Since 2015, Gabriel Antoniu serves as a topic leader for Inria for the I/O, Storage and In Situ Processing topic.

Associate Team involved in the International Lab: Data@Exascale 2
  • Project Acronym: Data@Exascale 2.

  • Project Title: Convergent Data Storage and Processing Approaches for Exascale Computing and Big Data Analytics.

  • International Partner:

    • Argonne National Laboratory (United States) — Mathematics and Computer Science Division (MCS) — Rob Ross.

  • Start year: 2013.

  • URL: http://www.irisa.fr/kerdata/data-at-exascale/.

  • Description: In the past few years, countries including United States, the European Union, Japan and China have set up aggressive plans to get closer to what appears to be the next goal in terms of high-performance computing (HPC): Exaflop computing, a target which is now considered reachable by the next-generation supercomputers in 2020-2023. While these government-led initiatives have naturally focused on the big challenges of Exascale for the development of new hardware and software architectures, the quite recent emergence of the Big Data phenomenon introduces what could be called a tectonic shift that is impacting the entire research landscape for Exascale computing. As data generation capabilities in most science domains are now growing substantially faster than computational capabilities, causing these domains to become data-intensive, new challenges appeared in terms of volumes and velocity for data to be stored, processed and analyzed on the future Exascale machines.

    To face the challenges generated by the exponential data growth (a general phenomenon in many fields), a certain progress has already been made in the recent years in the rapidly-developing, industry-led field of cloud-based Big Data analytics, where advanced tools emerged, relying on machine-learning techniques and predictive analytics.

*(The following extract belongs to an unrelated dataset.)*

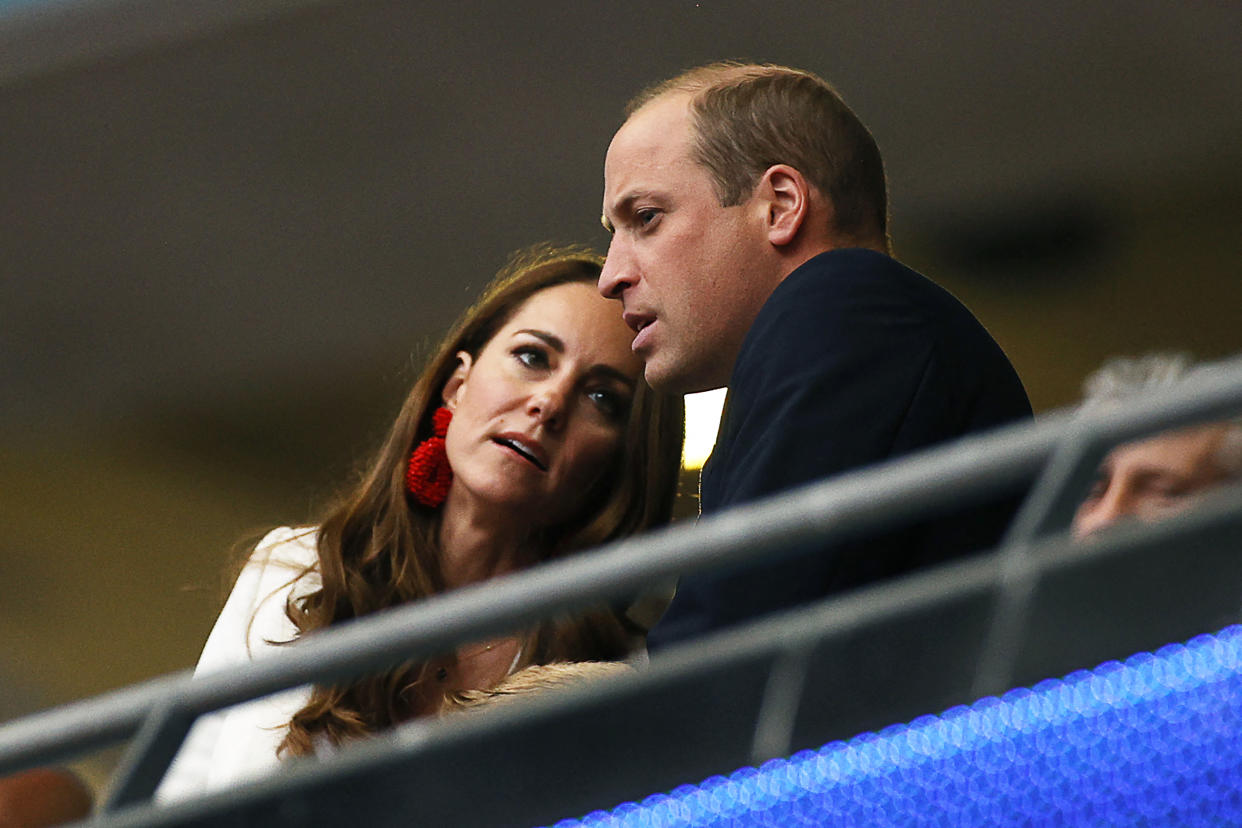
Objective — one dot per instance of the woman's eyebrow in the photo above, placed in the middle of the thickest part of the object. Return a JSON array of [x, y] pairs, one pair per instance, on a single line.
[[553, 340], [558, 345]]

    Unfortunately, these advances cannot be immediately applied to Exascale computing: the tools and cultures of the two worlds, HPC (High-Performance Computing) and BDA (Big Data Analytics) have developed in a divergent fashion (in terms of major focus and technical approaches), to the detriment of both. The two worlds share however multiple similar challenges and unification now appears as essential in order to address the future challenges of major application domains that can benefit from both.

    The scientific program we propose for the Data@Exascale 2 Associate Team is defined from this new, highly-strategic perspective and builds on the idea that the design of innovative approaches to data I/O, storage and processing allowing Big Data analytics techniques and the newest HPC architectures to leverage each other clearly appears as a key catalyst factor for the convergence process.

Inria International Partners

DataCloud@Work
  • Title: DataCloud@Work.

  • International Partner:

    • Polytechnic University of Bucharest (Romania), Computer Science Department, Nicolae Tapus and Valentin Cristea.

  • Duration: 4 years.

  • Start year: 2013. The status of IIP was established right after the end of our former DataCloud@work Associate Team (2010–2012).

  • URL: https://www.irisa.fr/kerdata/doku.php?id=cloud_at_work:start.

  • Description: Our research topics address the area of distributed data management for cloud services, focusing on autonomic storage. The goal is explore how to build an efficient, secure and reliable storage IaaS for data-intensive distributed applications running in cloud environments by enabling an autonomic behavior.

Informal International Partners

  • National University of Singapore (NUS): We collaborate on resource management for workflows in the cloud and optimizing graph processing in geo-distributed data-centers.